Experimental constraints on Fe isotope fractionation during magnetite and Fe carbonate formation coupled to dissimilatory hydrous ferric oxide reduction

Iron isotope fractionation between aqueous Fe(II) and biogenic magnetite and Fe carbonates produced during reduction of hydrous ferric oxide (HFO) by Shewanella putrefaciens, Shewanella algae, and Geobacter sulfurreducens in laboratory experiments is a function of Fe(III) reduction rates and pathways by which biogenic minerals are formed. High Fe(III) reduction rates produced ⁵⁶Fe/⁵⁴Fe ratios for Fe(II)_aq that are 2-3‰ lower than the HFO substrate, reflecting a kinetic isotope fractionation that was associated with rapid sorption of Fe(II) to HFO. In long-term experiments at low Fe(III) reduction rates, the Fe(II)_aq-magnetite fractionation is −1.3‰, and this is interpreted to be the equilibrium fractionation factor at 22°C in the biologic reduction systems studied here. In experiments where Fe carbonate was the major ferrous product of HFO reduction, the estimated equilibrium Fe(II)_aq-Fe carbonate fractionations were ca. 0.0‰ for siderite (FeCO₃) and ca. +0.9‰ for Ca-substituted siderite (Ca_0.15Fe_0.85CO₃) at 22°C. Formation of precursor phases such as amorphous nonmagnetic, noncarbonate Fe(II) solids are important in the pathways to formation of biogenic magnetite or siderite, particularly at high Fe(III) reduction rates, and these solids may have ⁵⁶Fe/⁵⁴Fe ratios that are up to 1‰ lower than Fe(II)_aq.

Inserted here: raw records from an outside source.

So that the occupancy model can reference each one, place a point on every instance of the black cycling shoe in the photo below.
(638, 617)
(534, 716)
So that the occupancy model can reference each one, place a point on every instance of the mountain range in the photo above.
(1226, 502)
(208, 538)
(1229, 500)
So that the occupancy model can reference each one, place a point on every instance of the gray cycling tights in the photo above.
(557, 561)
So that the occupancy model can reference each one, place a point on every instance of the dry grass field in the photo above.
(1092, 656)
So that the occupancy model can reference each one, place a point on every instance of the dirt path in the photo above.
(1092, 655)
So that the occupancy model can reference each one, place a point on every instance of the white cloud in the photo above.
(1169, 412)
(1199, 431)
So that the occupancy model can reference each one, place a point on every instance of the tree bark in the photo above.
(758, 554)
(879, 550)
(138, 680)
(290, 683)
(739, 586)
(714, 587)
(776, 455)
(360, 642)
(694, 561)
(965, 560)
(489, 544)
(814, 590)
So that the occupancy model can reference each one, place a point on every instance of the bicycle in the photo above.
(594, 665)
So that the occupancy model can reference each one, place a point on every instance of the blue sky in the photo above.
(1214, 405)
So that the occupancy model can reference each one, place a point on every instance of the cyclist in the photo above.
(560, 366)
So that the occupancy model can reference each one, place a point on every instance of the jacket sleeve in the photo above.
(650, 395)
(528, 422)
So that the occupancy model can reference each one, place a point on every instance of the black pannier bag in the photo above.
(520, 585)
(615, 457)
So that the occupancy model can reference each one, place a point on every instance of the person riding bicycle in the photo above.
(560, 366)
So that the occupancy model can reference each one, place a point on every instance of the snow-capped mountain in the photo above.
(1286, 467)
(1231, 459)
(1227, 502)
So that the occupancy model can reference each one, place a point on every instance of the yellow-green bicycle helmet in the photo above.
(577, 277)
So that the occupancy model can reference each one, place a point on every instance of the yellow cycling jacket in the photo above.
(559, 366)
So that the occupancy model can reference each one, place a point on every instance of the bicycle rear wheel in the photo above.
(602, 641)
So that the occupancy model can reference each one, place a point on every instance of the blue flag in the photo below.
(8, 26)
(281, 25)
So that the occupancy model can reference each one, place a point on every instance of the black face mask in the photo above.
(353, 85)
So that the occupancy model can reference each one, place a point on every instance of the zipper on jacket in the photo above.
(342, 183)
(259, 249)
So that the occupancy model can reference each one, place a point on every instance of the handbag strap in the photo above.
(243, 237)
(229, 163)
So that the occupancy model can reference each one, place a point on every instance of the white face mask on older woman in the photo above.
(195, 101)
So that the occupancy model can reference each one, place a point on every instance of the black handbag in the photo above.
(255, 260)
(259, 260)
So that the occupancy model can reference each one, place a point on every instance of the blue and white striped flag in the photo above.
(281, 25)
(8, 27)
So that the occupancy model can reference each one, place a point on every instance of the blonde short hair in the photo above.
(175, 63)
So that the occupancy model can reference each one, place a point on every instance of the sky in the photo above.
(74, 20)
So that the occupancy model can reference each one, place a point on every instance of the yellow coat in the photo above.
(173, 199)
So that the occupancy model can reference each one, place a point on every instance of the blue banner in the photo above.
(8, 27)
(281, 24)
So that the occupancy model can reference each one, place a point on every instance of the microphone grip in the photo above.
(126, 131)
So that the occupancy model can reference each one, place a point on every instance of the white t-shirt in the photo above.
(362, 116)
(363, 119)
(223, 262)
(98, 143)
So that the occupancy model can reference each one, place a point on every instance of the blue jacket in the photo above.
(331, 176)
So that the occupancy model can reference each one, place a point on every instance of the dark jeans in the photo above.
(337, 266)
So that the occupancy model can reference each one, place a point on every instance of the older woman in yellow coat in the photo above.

Under low Fe(III) reduction rates, where equilibrium is likely to be attained, it appears that both sorbed Fe(II) and amorphous Fe(II)(s) components have isotopic compositions that are similar to those of Fe(II)_aq.The relative order of δ⁵⁶Fe values for these biogenic minerals and aqueous Fe(II) is: magnetite > siderite ≈ Fe(II)_aq > Ca-bearing Fe carbonate, and this is similar to that observed for minerals from natural samples such as Banded Iron Formations (BIFs). Where magnetite from BIFs has δ⁵⁶Fe >0‰, the calculated δ⁵⁶Fe value for aqueous Fe(II) suggests a source from midocean ridge (MOR) hydrothermal fluids. In contrast, magnetite from BIFs that has δ⁵⁶Fe ≤0‰ apparently requires formation from aqueous Fe(II) that had very low δ⁵⁶Fe values. Based on this experimental study, formation of low-δ⁵⁶Fe Fe(II)_aq in nonsulfidic systems seems most likely to have been produced by dissimilatory reduction of ferric oxides by Fe(III)-reducing bacteria.